CANBERRA, Jan. 18 . Residents of Australia’s capital gather to commemorate the anniversary of the most destructive bushfires in the city’s history.
Wednesday marked 20 years since the 2003 Australian Capital Territory (ACT) bushfires hit Canberra, causing widespread severe damage in the city and killing four people.
Community members have been invited to visit the ACT Bushfire Memorial at Stromlo Forest Park throughout Wednesday, with an official ceremony held at 6:30 pm local time.
Mick Gentleman, the Minister for Police and Emergency Services, said the fires were among the most tragic events in Canberra’s history.
“During this memorial period, our thoughts are with the victims of the 2003 bushfires – those who died, families who lost loved ones, those who were injured, those who lost their homes, as well as those who helped rebuild,” he said in a statement.
“A huge recovery effort has taken place over the years, and we acknowledge the many organizations and individuals who played crucial roles in the firefighting and recovery efforts.”
“One thing that has not changed is how Canberra comes together during times of crisis – 20 years on from the tragedy and we continue to demonstrate that partnership, strength, and resilience that makes up the fabric of our community.”
Several bushfires in the Brindabella Ranges on the border between the ACT and New South Wales (NSW) were ignited on Jan. 8, 2003 by lightning strikes.
Because of their low intensity and low rate of spread, they were not immediately extinguished by emergency services.

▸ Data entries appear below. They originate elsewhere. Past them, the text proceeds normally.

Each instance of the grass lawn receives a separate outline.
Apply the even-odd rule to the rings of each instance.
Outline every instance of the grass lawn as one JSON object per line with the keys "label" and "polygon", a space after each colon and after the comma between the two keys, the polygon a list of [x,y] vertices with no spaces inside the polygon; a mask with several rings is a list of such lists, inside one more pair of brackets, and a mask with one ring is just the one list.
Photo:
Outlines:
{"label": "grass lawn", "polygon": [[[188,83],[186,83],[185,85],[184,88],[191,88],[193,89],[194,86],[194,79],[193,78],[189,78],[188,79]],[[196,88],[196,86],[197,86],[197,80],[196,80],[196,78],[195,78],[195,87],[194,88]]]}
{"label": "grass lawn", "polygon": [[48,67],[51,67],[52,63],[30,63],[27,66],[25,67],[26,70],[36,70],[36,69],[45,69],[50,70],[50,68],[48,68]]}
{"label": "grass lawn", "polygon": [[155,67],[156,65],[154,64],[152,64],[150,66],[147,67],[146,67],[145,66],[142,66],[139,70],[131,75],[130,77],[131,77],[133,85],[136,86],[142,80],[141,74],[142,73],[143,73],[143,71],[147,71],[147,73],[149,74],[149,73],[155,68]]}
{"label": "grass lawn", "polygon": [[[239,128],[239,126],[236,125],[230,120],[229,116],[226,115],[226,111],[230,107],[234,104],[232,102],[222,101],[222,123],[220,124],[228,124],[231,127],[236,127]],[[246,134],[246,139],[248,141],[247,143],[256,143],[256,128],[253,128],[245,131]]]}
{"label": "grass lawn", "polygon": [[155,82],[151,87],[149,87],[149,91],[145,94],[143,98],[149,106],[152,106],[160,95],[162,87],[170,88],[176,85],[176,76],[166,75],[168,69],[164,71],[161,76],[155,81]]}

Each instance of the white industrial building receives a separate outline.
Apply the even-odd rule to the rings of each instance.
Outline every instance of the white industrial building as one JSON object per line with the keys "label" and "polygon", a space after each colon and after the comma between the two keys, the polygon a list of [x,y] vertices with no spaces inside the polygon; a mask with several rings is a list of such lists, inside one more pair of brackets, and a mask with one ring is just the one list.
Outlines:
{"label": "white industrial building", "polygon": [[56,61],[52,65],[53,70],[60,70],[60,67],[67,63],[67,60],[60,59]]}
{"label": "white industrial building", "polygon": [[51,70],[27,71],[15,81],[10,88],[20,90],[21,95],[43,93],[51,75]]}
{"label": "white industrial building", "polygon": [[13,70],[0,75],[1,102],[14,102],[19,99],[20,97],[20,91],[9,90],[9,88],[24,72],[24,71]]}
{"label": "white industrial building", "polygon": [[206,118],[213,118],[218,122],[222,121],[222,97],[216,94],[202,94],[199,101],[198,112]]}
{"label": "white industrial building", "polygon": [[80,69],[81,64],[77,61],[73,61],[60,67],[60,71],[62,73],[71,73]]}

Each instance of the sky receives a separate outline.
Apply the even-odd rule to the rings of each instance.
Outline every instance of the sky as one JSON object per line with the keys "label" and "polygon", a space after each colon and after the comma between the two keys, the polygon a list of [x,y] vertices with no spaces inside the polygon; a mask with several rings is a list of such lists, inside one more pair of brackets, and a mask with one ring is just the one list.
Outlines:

Ten days later, amid extreme fire weather conditions, the bushfires became one large blaze and rapidly spread east through rural land, plantations, nature reserves and Canberra’s western suburbs where fires continued to rage for several days.
Four people were killed, 435 were injured and more than 500 properties were destroyed.
Subsequent inquiries were critical to handling of the crisis, leading to the establishment of the Emergency Services Agency in 2004.
Earlier in January, a report found that the ACT’s preparedness for catastrophic fires has improved significantly since 2003 but noted the growing population presents a new risk factor.